At Amat Memorial high school, I wrote the By-Laws for the first Thespian’s Club (we were the first graduating class). I was one of the leads in our first musical and the lead in Tens Little Indians, our senior play. Beyond that, the principal, Fr. Kiefer, allowed the entire high school out for one afternoon (a rare decision in a tough Catholic High School dedicated to rigor) for a musical review I wrote, named “Blimey Limey.” It has a story I wove around my favorite songs from Carousel and
I earned all “A’s” in my theater courses. My most memorable performances, to me, were the following two:
- The death scene (Act V) of Shakespeare’s Othello: The Moor of Venice as Othello killing Desdemona. A moment of that scene, which I blocked and directed, came at the end. We had one single, little candle still lit in the dark theater in the round after the jealous murder. In my mind, at that very moment, despite my past blocking, I became enraged that the candle was still lit after I had compared my wife to a light yet murdered her in a jealous rage, so I crushed the candle out with my naked hand. Since that was the last light in the theater, everything went black instantly and I heard the audience gasp at the unexpected move. Then a pause, and they erupted in wild applause.
- One of the many arguing scenes in Who’s Afraid of Virgina Wolf. I was George, the part played by Richard Burton. This scene was produced and directed by another senior drama student for a video produced in our new TV studio. I remember one scene in particular. I had just turned abruptly in an angry reply, and one of the two camera’s must have caught me just right because, even through the glass enclosed, silent, studio that enclosed the rest of the directing and sound staff, I heard a sudden cheer. Another aspect of this scene was that I did it with two different actresses; one was a tall, shapely blond and the other was a short, squat overweight woman. I remember how differently it felt to do the very same George’s lines in the two very different scenario’s.

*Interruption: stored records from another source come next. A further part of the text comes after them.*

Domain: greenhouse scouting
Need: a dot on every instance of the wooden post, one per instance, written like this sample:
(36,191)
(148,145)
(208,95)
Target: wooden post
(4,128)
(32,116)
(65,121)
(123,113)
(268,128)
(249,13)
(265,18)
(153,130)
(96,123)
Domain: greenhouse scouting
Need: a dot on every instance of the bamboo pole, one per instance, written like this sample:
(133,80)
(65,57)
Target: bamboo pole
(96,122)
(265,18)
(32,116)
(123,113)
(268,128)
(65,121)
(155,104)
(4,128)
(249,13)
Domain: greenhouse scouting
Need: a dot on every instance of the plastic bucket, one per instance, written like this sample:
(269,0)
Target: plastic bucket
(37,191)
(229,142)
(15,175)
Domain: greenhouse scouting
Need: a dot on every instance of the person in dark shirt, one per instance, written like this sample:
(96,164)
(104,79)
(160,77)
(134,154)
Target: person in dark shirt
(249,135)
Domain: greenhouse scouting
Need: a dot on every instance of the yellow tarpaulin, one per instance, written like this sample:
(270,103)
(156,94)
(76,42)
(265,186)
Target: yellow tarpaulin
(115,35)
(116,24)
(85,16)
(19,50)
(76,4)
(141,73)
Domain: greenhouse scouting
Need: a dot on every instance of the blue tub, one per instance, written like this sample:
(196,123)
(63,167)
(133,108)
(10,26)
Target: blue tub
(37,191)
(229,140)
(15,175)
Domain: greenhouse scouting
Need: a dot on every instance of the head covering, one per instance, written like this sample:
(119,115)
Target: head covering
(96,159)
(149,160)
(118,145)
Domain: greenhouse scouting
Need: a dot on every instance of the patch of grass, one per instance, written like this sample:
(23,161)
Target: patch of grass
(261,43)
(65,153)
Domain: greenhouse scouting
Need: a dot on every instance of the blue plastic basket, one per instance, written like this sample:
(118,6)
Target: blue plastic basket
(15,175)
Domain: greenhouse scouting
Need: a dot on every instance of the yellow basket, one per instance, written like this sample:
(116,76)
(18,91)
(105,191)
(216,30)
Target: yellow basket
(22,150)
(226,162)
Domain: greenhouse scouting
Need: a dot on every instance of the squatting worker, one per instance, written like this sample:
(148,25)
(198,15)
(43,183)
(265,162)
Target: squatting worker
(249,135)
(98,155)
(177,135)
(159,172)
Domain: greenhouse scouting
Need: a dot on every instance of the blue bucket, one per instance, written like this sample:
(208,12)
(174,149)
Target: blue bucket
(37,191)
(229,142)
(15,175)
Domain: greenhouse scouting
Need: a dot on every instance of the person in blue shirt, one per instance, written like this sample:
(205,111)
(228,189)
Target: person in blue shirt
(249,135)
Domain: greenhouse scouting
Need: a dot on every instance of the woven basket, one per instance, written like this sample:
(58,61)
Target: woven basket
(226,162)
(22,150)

I served as Feste the Fool in Shakespeare’s Twelfth Night and was the first actor to appear in the new University Theater because our Director decided to open the play with the fool singing a song, in the dark, at the edge of the orchestra pit, and then acting like he lifted the curtain to the Duke’s palace audience. Because it was the first play in that new theater, I remember serving as a professor there for 40 years with one of the photo’s of two of the scenes with Feste on display in the theater lobby. The few students I told this to could not believe their instructor was a student actor half a century before at the same university, until they went to the lobby and saw for themselves.
I was also chosen as the leads in our first musical, and as Job in Job. But that is when I decided to withdraw from ALL theater to focus on being a scientist. I very much enjoyed my time in the theater and I sometimes wonder what would have happened if I continued (since I was called “the professional” by my fellow Thespians and by my friends in the audience).
I have three more stories involving theater work involving (i) the real Richard Burton and Elizabeth Taylor, (ii) my theater colleagues going way out of line celebrating one of my birthdays, and (iii) being elected President of the Newman Club because of one of my performances and a little incident with a wallet and a condom. But those may have to wait for me to write additional memoir essays.